Fonte: Quaest/Genial – Reprodução/g1
Na Região Sudeste, a reprovação de Lula é de 53%, mesmo número das duas pesquisas anteriores, e a aprovação, 42% (eram 44% em dezembro). A margem de erro é de 3 pontos percentuais para mais ou para menos.
No Centro-Oeste/Norte, a reprovação está em 49%(eram 50%) e a aprovação manteve os 48% da pesquisa anterior. A margem de erro é de 5 pontos percentuais. No Sul, a desaprovação de Lula é de 59% (eram 52%) e a aprovação, de 39% (eram 46% em dezembro). A margem de erro para esta região é de 6 pontos percentuais para mais ou para menos.
Gênero
A aprovação de Lula entre as mulheres é de 49% (eram 54% em outubro) e reprovado por 47% (eram 44%). Entre os homens, 52% reprovam Lula (eram 50% na pesquisa anterior) e 45% aprovam o trabalho do presidente (eram 49%). A margem de erro é de dois pontos percentuais para mais ou para menos tanto entre homens quando entre mulheres.
Idade
Entre os eleitores de 16 a 34 anos, o trabalho de Lula é desaprovado por 52% (eram 50% em dezembro), e é aprovado por 45% (eram 48%). A reprovação entre os eleitores de 35 a 59 anos é de 52% (eram 46% na pesquisa passada), a aprovação é de 46% (eram 52%). 52% dos eleitores de 60 anos ou mais aprovam o trabalho de Lula e 40% reprovam (eram 57% e 40%, respectivamente, em dezembro).
Renda
Lula é aprovado por 56% dos eleitores entrevistados que têm renda familiar de até dois salários mínimos (eram 63%) e é reprovado por 39% (eram 34%). O presidente é reprovado por 54% dos que ganham mais de 2 salários mínimos até 5 salários-mínimos (eram 50% em dezembro) e é aprovado por 45% (eram 48%). Entre os que recebem mais de cinco salários mínimos, a reprovação é de 59% e a aprovação, 39%, mesmos valores apresentados na pesquisa de dezembro.

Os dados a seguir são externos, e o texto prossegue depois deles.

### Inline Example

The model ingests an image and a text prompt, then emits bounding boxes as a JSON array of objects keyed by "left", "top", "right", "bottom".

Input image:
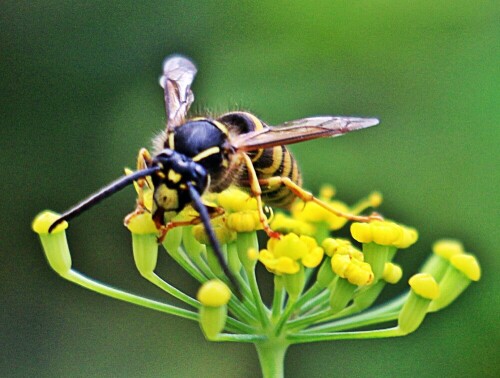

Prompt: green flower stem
[
  {"left": 301, "top": 312, "right": 399, "bottom": 333},
  {"left": 276, "top": 283, "right": 323, "bottom": 334},
  {"left": 144, "top": 272, "right": 200, "bottom": 309},
  {"left": 274, "top": 298, "right": 296, "bottom": 335},
  {"left": 247, "top": 269, "right": 269, "bottom": 328},
  {"left": 236, "top": 232, "right": 269, "bottom": 328},
  {"left": 210, "top": 333, "right": 267, "bottom": 343},
  {"left": 255, "top": 338, "right": 290, "bottom": 378},
  {"left": 420, "top": 253, "right": 449, "bottom": 282},
  {"left": 205, "top": 244, "right": 227, "bottom": 279},
  {"left": 287, "top": 308, "right": 334, "bottom": 332},
  {"left": 62, "top": 269, "right": 198, "bottom": 321},
  {"left": 228, "top": 297, "right": 257, "bottom": 324},
  {"left": 300, "top": 284, "right": 330, "bottom": 314},
  {"left": 287, "top": 327, "right": 406, "bottom": 344}
]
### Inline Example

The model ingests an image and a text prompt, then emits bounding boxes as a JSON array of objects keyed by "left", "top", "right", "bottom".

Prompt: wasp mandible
[{"left": 49, "top": 55, "right": 378, "bottom": 291}]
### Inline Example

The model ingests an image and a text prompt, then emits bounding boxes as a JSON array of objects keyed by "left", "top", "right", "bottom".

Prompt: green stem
[
  {"left": 210, "top": 333, "right": 266, "bottom": 344},
  {"left": 272, "top": 275, "right": 285, "bottom": 321},
  {"left": 144, "top": 272, "right": 200, "bottom": 308},
  {"left": 303, "top": 312, "right": 399, "bottom": 334},
  {"left": 255, "top": 339, "right": 290, "bottom": 378},
  {"left": 287, "top": 327, "right": 407, "bottom": 344}
]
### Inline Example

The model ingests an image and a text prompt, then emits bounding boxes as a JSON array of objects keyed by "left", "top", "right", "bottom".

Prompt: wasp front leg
[
  {"left": 258, "top": 176, "right": 384, "bottom": 222},
  {"left": 242, "top": 154, "right": 281, "bottom": 239},
  {"left": 153, "top": 205, "right": 224, "bottom": 243},
  {"left": 123, "top": 148, "right": 153, "bottom": 225}
]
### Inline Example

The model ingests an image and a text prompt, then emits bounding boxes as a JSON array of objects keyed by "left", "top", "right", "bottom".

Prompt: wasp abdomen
[{"left": 219, "top": 112, "right": 302, "bottom": 208}]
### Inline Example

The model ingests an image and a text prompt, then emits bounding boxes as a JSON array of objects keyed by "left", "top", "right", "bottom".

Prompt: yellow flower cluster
[
  {"left": 331, "top": 253, "right": 374, "bottom": 286},
  {"left": 351, "top": 221, "right": 418, "bottom": 248},
  {"left": 259, "top": 233, "right": 324, "bottom": 274}
]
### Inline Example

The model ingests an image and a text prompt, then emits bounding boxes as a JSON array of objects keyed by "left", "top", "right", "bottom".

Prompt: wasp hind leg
[
  {"left": 153, "top": 204, "right": 224, "bottom": 243},
  {"left": 259, "top": 176, "right": 384, "bottom": 222},
  {"left": 242, "top": 154, "right": 281, "bottom": 239}
]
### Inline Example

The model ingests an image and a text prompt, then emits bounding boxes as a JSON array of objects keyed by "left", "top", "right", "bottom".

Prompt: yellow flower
[
  {"left": 351, "top": 220, "right": 418, "bottom": 248},
  {"left": 259, "top": 233, "right": 323, "bottom": 274},
  {"left": 291, "top": 186, "right": 382, "bottom": 230},
  {"left": 197, "top": 279, "right": 231, "bottom": 307},
  {"left": 215, "top": 186, "right": 257, "bottom": 213},
  {"left": 432, "top": 239, "right": 464, "bottom": 260},
  {"left": 321, "top": 238, "right": 364, "bottom": 261}
]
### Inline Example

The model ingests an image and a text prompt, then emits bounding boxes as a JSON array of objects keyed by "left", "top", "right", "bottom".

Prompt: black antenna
[
  {"left": 187, "top": 182, "right": 242, "bottom": 300},
  {"left": 49, "top": 166, "right": 161, "bottom": 233}
]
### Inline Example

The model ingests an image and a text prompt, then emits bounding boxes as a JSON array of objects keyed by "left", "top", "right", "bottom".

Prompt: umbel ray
[{"left": 49, "top": 55, "right": 378, "bottom": 293}]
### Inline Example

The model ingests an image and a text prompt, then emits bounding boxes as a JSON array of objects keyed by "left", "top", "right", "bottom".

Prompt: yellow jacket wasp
[{"left": 49, "top": 56, "right": 378, "bottom": 292}]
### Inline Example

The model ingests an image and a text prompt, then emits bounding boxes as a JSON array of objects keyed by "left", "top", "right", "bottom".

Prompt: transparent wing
[
  {"left": 232, "top": 116, "right": 379, "bottom": 151},
  {"left": 160, "top": 55, "right": 197, "bottom": 132}
]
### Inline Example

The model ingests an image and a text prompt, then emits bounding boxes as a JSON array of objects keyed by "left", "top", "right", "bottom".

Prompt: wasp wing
[
  {"left": 160, "top": 55, "right": 197, "bottom": 132},
  {"left": 232, "top": 116, "right": 379, "bottom": 151}
]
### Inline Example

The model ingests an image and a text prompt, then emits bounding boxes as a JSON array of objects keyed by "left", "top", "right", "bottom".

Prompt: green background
[{"left": 0, "top": 0, "right": 500, "bottom": 377}]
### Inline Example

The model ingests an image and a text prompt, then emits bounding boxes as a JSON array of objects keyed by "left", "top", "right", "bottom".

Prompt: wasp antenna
[
  {"left": 187, "top": 182, "right": 242, "bottom": 300},
  {"left": 49, "top": 166, "right": 161, "bottom": 233}
]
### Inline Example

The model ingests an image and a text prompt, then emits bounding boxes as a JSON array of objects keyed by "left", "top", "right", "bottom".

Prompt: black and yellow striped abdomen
[{"left": 218, "top": 112, "right": 302, "bottom": 209}]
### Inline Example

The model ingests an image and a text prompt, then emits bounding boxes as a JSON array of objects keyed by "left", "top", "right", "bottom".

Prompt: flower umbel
[{"left": 32, "top": 185, "right": 481, "bottom": 377}]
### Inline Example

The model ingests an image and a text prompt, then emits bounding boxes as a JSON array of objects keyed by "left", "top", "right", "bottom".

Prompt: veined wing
[
  {"left": 160, "top": 55, "right": 197, "bottom": 132},
  {"left": 232, "top": 116, "right": 379, "bottom": 151}
]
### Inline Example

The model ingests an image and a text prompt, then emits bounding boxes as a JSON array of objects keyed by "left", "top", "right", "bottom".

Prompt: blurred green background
[{"left": 0, "top": 0, "right": 500, "bottom": 377}]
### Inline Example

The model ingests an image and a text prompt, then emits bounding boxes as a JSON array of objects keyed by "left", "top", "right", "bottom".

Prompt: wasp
[{"left": 49, "top": 55, "right": 379, "bottom": 294}]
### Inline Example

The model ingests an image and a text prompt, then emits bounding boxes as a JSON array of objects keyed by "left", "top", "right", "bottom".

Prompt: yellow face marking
[
  {"left": 193, "top": 146, "right": 220, "bottom": 161},
  {"left": 167, "top": 169, "right": 182, "bottom": 184},
  {"left": 252, "top": 149, "right": 264, "bottom": 163},
  {"left": 281, "top": 152, "right": 293, "bottom": 177},
  {"left": 154, "top": 184, "right": 179, "bottom": 211},
  {"left": 245, "top": 113, "right": 264, "bottom": 131}
]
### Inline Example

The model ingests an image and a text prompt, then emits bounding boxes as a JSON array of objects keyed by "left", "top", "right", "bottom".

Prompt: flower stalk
[{"left": 33, "top": 186, "right": 481, "bottom": 377}]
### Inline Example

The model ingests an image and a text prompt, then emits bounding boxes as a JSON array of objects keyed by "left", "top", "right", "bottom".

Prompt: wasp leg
[
  {"left": 157, "top": 205, "right": 224, "bottom": 243},
  {"left": 259, "top": 176, "right": 384, "bottom": 222},
  {"left": 242, "top": 154, "right": 281, "bottom": 239},
  {"left": 123, "top": 148, "right": 153, "bottom": 225}
]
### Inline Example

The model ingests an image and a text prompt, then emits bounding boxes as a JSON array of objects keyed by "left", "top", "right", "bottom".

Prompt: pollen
[
  {"left": 432, "top": 239, "right": 464, "bottom": 260},
  {"left": 196, "top": 279, "right": 231, "bottom": 307},
  {"left": 259, "top": 234, "right": 324, "bottom": 274},
  {"left": 217, "top": 187, "right": 257, "bottom": 212},
  {"left": 331, "top": 254, "right": 374, "bottom": 286},
  {"left": 382, "top": 262, "right": 403, "bottom": 284},
  {"left": 167, "top": 169, "right": 182, "bottom": 184},
  {"left": 321, "top": 238, "right": 364, "bottom": 261},
  {"left": 193, "top": 217, "right": 236, "bottom": 245},
  {"left": 125, "top": 212, "right": 158, "bottom": 235},
  {"left": 351, "top": 221, "right": 418, "bottom": 248}
]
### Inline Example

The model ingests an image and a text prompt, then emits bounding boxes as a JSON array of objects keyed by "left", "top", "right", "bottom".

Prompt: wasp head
[{"left": 152, "top": 148, "right": 209, "bottom": 225}]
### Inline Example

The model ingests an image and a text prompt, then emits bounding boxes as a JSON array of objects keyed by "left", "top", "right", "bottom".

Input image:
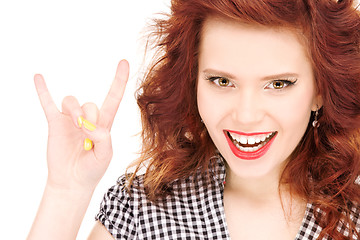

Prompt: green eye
[
  {"left": 266, "top": 79, "right": 297, "bottom": 90},
  {"left": 218, "top": 78, "right": 230, "bottom": 87},
  {"left": 272, "top": 81, "right": 285, "bottom": 89}
]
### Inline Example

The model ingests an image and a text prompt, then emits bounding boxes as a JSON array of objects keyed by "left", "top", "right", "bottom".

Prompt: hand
[{"left": 34, "top": 60, "right": 129, "bottom": 190}]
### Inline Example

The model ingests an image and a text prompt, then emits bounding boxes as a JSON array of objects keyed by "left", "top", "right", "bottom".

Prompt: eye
[
  {"left": 208, "top": 77, "right": 234, "bottom": 87},
  {"left": 266, "top": 80, "right": 297, "bottom": 90}
]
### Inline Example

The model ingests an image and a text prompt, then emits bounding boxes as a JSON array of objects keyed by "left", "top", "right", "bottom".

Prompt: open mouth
[{"left": 224, "top": 130, "right": 277, "bottom": 160}]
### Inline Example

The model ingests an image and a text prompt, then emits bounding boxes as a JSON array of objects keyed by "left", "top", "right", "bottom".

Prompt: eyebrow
[{"left": 203, "top": 68, "right": 299, "bottom": 81}]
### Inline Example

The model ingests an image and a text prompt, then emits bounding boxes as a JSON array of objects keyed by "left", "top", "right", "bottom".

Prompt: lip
[{"left": 224, "top": 130, "right": 277, "bottom": 160}]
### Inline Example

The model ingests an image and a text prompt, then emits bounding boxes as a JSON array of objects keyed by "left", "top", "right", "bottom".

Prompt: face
[{"left": 197, "top": 18, "right": 319, "bottom": 178}]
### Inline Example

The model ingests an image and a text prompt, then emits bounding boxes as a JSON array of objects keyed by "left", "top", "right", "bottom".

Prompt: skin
[{"left": 197, "top": 17, "right": 321, "bottom": 239}]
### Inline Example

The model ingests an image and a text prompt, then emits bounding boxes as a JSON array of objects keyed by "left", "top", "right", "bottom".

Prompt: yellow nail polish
[
  {"left": 84, "top": 138, "right": 94, "bottom": 151},
  {"left": 82, "top": 119, "right": 96, "bottom": 131},
  {"left": 78, "top": 116, "right": 84, "bottom": 128}
]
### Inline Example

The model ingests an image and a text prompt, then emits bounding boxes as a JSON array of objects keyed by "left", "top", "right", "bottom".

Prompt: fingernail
[
  {"left": 84, "top": 138, "right": 94, "bottom": 151},
  {"left": 82, "top": 119, "right": 96, "bottom": 132},
  {"left": 78, "top": 116, "right": 84, "bottom": 128}
]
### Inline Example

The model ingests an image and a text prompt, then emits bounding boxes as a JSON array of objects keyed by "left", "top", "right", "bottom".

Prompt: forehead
[{"left": 199, "top": 16, "right": 311, "bottom": 79}]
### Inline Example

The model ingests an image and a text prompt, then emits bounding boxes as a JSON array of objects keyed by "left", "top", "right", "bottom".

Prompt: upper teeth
[{"left": 229, "top": 132, "right": 273, "bottom": 144}]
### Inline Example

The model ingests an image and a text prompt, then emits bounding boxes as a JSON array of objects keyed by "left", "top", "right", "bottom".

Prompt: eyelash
[
  {"left": 206, "top": 77, "right": 234, "bottom": 88},
  {"left": 266, "top": 79, "right": 297, "bottom": 91},
  {"left": 206, "top": 77, "right": 297, "bottom": 91}
]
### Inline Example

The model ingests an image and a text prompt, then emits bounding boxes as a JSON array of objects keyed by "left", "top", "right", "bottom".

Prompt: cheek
[
  {"left": 197, "top": 86, "right": 227, "bottom": 127},
  {"left": 273, "top": 91, "right": 312, "bottom": 135}
]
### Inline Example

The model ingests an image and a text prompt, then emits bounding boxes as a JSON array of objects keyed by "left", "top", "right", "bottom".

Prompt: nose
[{"left": 232, "top": 91, "right": 265, "bottom": 128}]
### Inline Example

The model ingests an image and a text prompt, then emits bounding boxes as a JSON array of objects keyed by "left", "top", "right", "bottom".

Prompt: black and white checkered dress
[{"left": 96, "top": 159, "right": 360, "bottom": 240}]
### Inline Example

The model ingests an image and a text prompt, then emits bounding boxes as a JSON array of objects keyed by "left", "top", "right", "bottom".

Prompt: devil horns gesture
[{"left": 34, "top": 60, "right": 129, "bottom": 190}]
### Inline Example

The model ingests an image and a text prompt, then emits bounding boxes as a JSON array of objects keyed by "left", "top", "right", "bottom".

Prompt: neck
[{"left": 225, "top": 167, "right": 286, "bottom": 201}]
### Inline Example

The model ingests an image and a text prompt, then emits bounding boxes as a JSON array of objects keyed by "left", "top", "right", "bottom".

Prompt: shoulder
[{"left": 95, "top": 175, "right": 146, "bottom": 239}]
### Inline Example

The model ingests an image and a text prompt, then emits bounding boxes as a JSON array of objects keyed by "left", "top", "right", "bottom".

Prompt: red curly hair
[{"left": 130, "top": 0, "right": 360, "bottom": 239}]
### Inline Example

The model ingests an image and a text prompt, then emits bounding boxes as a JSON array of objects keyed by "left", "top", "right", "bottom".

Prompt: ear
[{"left": 311, "top": 94, "right": 323, "bottom": 112}]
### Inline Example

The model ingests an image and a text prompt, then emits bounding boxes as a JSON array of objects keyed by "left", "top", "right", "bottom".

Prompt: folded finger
[
  {"left": 99, "top": 60, "right": 129, "bottom": 129},
  {"left": 62, "top": 96, "right": 84, "bottom": 128},
  {"left": 34, "top": 74, "right": 59, "bottom": 122},
  {"left": 81, "top": 102, "right": 99, "bottom": 123}
]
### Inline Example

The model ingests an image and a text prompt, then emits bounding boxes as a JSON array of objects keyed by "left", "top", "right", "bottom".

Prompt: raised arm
[{"left": 28, "top": 60, "right": 129, "bottom": 240}]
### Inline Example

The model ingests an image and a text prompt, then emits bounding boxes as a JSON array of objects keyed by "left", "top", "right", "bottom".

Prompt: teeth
[
  {"left": 236, "top": 136, "right": 247, "bottom": 144},
  {"left": 248, "top": 137, "right": 255, "bottom": 144},
  {"left": 229, "top": 132, "right": 274, "bottom": 152}
]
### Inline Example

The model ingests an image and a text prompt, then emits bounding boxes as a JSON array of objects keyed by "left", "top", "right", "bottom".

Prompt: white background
[{"left": 0, "top": 0, "right": 170, "bottom": 239}]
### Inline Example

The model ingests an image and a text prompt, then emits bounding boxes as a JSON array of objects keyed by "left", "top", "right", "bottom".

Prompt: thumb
[{"left": 82, "top": 119, "right": 113, "bottom": 162}]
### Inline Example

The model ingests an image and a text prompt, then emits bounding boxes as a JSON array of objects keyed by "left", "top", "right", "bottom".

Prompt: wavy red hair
[{"left": 130, "top": 0, "right": 360, "bottom": 239}]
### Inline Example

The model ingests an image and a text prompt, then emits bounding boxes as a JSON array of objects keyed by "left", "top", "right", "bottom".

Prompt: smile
[{"left": 224, "top": 130, "right": 277, "bottom": 160}]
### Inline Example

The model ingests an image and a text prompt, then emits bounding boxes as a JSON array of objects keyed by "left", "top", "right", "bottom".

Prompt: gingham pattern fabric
[{"left": 96, "top": 159, "right": 360, "bottom": 240}]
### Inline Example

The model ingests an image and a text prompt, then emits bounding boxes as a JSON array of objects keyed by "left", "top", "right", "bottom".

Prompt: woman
[{"left": 29, "top": 0, "right": 360, "bottom": 239}]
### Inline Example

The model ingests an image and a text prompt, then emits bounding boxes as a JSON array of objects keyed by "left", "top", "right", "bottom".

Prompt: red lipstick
[{"left": 224, "top": 130, "right": 277, "bottom": 160}]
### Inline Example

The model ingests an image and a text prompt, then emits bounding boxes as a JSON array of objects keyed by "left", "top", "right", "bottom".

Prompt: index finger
[
  {"left": 99, "top": 60, "right": 129, "bottom": 129},
  {"left": 34, "top": 74, "right": 59, "bottom": 122}
]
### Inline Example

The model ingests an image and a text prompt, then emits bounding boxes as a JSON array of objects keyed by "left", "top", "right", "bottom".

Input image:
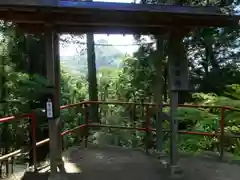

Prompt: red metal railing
[{"left": 0, "top": 101, "right": 239, "bottom": 176}]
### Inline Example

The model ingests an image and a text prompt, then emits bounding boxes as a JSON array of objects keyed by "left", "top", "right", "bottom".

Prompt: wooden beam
[{"left": 0, "top": 2, "right": 239, "bottom": 30}]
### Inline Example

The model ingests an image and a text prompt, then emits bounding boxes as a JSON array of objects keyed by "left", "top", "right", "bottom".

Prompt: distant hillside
[{"left": 61, "top": 39, "right": 124, "bottom": 75}]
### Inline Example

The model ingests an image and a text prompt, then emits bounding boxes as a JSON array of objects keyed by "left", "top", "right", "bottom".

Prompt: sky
[{"left": 60, "top": 0, "right": 138, "bottom": 56}]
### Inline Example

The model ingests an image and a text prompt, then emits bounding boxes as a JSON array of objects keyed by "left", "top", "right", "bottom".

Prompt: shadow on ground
[{"left": 22, "top": 146, "right": 240, "bottom": 180}]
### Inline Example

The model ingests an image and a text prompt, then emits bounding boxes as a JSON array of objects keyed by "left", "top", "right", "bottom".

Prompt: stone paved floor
[{"left": 4, "top": 147, "right": 240, "bottom": 180}]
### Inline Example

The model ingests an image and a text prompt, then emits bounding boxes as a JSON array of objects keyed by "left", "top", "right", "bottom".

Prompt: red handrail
[{"left": 0, "top": 101, "right": 240, "bottom": 168}]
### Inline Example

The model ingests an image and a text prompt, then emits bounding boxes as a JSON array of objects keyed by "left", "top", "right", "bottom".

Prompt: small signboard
[{"left": 46, "top": 99, "right": 53, "bottom": 119}]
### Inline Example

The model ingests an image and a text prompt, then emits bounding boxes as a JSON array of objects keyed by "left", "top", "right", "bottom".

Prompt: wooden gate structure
[{"left": 0, "top": 0, "right": 239, "bottom": 179}]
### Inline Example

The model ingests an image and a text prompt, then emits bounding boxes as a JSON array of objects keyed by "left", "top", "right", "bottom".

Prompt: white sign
[{"left": 46, "top": 99, "right": 53, "bottom": 118}]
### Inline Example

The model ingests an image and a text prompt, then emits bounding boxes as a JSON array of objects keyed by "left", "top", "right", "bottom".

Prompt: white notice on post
[{"left": 46, "top": 99, "right": 53, "bottom": 118}]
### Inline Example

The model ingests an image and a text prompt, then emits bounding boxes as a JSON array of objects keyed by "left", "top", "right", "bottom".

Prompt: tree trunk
[
  {"left": 87, "top": 30, "right": 99, "bottom": 122},
  {"left": 154, "top": 36, "right": 164, "bottom": 152}
]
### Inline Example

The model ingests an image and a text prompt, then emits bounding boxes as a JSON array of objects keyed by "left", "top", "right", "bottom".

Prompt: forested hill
[{"left": 61, "top": 39, "right": 124, "bottom": 75}]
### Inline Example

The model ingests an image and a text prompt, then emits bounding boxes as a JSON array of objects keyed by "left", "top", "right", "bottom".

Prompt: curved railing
[{"left": 0, "top": 101, "right": 240, "bottom": 178}]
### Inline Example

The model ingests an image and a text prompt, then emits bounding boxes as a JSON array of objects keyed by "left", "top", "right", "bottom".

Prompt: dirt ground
[{"left": 22, "top": 146, "right": 240, "bottom": 180}]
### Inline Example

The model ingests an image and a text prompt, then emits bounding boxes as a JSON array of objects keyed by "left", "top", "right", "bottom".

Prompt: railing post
[
  {"left": 220, "top": 107, "right": 226, "bottom": 160},
  {"left": 145, "top": 105, "right": 150, "bottom": 154},
  {"left": 30, "top": 113, "right": 37, "bottom": 171},
  {"left": 84, "top": 104, "right": 89, "bottom": 148}
]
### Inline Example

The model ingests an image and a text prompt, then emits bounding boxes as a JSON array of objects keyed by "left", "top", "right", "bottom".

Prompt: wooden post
[
  {"left": 169, "top": 30, "right": 188, "bottom": 175},
  {"left": 45, "top": 26, "right": 60, "bottom": 177}
]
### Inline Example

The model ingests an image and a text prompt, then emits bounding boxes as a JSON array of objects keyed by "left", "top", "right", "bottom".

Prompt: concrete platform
[{"left": 4, "top": 146, "right": 240, "bottom": 180}]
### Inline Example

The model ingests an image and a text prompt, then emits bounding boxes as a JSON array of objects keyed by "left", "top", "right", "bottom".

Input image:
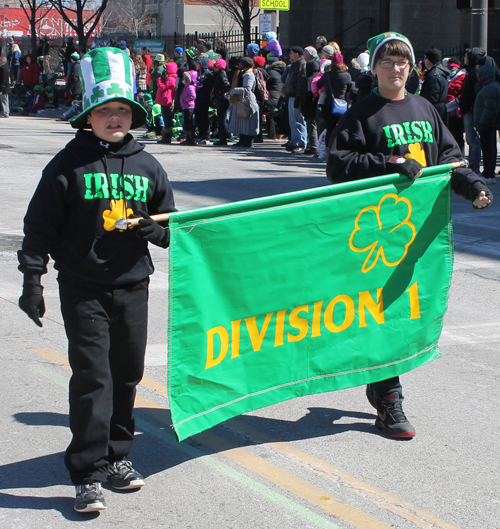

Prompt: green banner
[{"left": 168, "top": 165, "right": 453, "bottom": 440}]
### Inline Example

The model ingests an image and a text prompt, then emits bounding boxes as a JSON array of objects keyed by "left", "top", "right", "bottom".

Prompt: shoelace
[
  {"left": 383, "top": 400, "right": 408, "bottom": 422},
  {"left": 77, "top": 483, "right": 101, "bottom": 496},
  {"left": 110, "top": 461, "right": 133, "bottom": 477}
]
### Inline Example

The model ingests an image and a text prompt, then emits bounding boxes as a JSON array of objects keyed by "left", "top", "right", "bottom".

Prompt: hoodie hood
[
  {"left": 165, "top": 62, "right": 178, "bottom": 75},
  {"left": 477, "top": 64, "right": 495, "bottom": 86},
  {"left": 67, "top": 129, "right": 144, "bottom": 158}
]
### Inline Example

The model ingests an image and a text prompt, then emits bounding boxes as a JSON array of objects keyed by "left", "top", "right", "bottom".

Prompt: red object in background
[{"left": 0, "top": 8, "right": 100, "bottom": 38}]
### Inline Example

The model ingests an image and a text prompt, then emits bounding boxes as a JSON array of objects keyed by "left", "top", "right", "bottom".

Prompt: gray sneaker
[
  {"left": 75, "top": 483, "right": 106, "bottom": 512},
  {"left": 108, "top": 459, "right": 144, "bottom": 490}
]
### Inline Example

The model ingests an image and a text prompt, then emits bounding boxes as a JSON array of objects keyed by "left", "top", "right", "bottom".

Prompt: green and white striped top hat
[{"left": 70, "top": 48, "right": 147, "bottom": 129}]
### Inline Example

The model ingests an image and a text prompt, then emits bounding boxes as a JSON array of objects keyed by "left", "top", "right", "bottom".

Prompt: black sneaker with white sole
[
  {"left": 366, "top": 384, "right": 416, "bottom": 439},
  {"left": 108, "top": 459, "right": 144, "bottom": 490},
  {"left": 75, "top": 483, "right": 106, "bottom": 512}
]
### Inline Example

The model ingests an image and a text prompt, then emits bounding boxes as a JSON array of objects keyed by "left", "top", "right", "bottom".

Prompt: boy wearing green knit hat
[
  {"left": 18, "top": 48, "right": 175, "bottom": 512},
  {"left": 326, "top": 32, "right": 493, "bottom": 439}
]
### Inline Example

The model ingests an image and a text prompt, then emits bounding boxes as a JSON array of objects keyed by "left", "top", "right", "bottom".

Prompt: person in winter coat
[
  {"left": 149, "top": 53, "right": 165, "bottom": 101},
  {"left": 141, "top": 46, "right": 153, "bottom": 87},
  {"left": 19, "top": 53, "right": 40, "bottom": 90},
  {"left": 10, "top": 44, "right": 21, "bottom": 84},
  {"left": 326, "top": 32, "right": 493, "bottom": 439},
  {"left": 214, "top": 37, "right": 229, "bottom": 64},
  {"left": 474, "top": 64, "right": 500, "bottom": 184},
  {"left": 352, "top": 52, "right": 373, "bottom": 104},
  {"left": 28, "top": 85, "right": 45, "bottom": 116},
  {"left": 445, "top": 58, "right": 467, "bottom": 152},
  {"left": 211, "top": 59, "right": 231, "bottom": 145},
  {"left": 253, "top": 55, "right": 268, "bottom": 143},
  {"left": 195, "top": 55, "right": 214, "bottom": 145},
  {"left": 0, "top": 56, "right": 10, "bottom": 118},
  {"left": 459, "top": 48, "right": 486, "bottom": 172},
  {"left": 300, "top": 46, "right": 320, "bottom": 156},
  {"left": 66, "top": 51, "right": 82, "bottom": 103},
  {"left": 264, "top": 31, "right": 283, "bottom": 59},
  {"left": 132, "top": 50, "right": 148, "bottom": 98},
  {"left": 420, "top": 48, "right": 450, "bottom": 120},
  {"left": 18, "top": 48, "right": 175, "bottom": 513},
  {"left": 311, "top": 59, "right": 332, "bottom": 138},
  {"left": 264, "top": 59, "right": 286, "bottom": 140},
  {"left": 283, "top": 46, "right": 307, "bottom": 154},
  {"left": 317, "top": 53, "right": 352, "bottom": 145},
  {"left": 179, "top": 70, "right": 198, "bottom": 145},
  {"left": 64, "top": 37, "right": 78, "bottom": 75},
  {"left": 228, "top": 57, "right": 259, "bottom": 148},
  {"left": 156, "top": 62, "right": 177, "bottom": 144}
]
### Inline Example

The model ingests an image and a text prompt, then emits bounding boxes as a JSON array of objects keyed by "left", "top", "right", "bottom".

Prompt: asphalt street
[{"left": 0, "top": 117, "right": 500, "bottom": 529}]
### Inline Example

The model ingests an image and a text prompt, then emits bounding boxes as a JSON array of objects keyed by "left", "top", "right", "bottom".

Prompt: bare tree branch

A margem de erro deste recorte é de 3 pontos percentuais para mais ou para menos entre os que ganham até 2 salários mínimos e entre os que ganham mais de 5 salários mínimos, e de 2 pontos percentuais para os que ganham de 2 a 5 salários mínimos.
Escolaridade
Entrevistados que declararam ter o Ensino Fundamental, o trabalho do presidente é aprovado por 57% (eram 60%) e reprovado por 37% (eram 38%). Para os que declararam ter o Ensino Médio, 54% disseram reprovar o trabalho de Lula (eram 48%) e 43% disseram aprovar (eram 50%). Já entre os que disseram ter o Ensino Superior, a reprovação está em 59% (eram 58%) e a aprovação é de 40% (eram 41%). A margem de erro é de 2 pontos percentuais para quem tem até o Ensino Fundamental e o Ensino Médio completo ou incompleto e de 3 pontos para quem tem Ensino Superior incompleto ou mais.
Religião
No eleitorado católico, a aprovação do presidente é de 52% (eram 56%) e a reprovação é de 45% (eram 42%). Entre os evangélicos, a reprovação é de 58% (eram 56%) e a aprovação é de 37% (eram 42%). A margem de erro é de 2 pontos entre os católicos e de 3 pontos entre os evangélicos.
Raça
A aprovação de Lula entre os que se declaram pretos é de 54% (eram 59%) e a reprovação é de 42% (eram 39%). Entre os pardos, a aprovação é de 51% (eram 55%) e a reprovação, a 45% (eram 43% na pesquisa anterior). Já entre os brancos, a reprovação é de 60% (eram 52%) e a aprovação, 39% (eram 46%).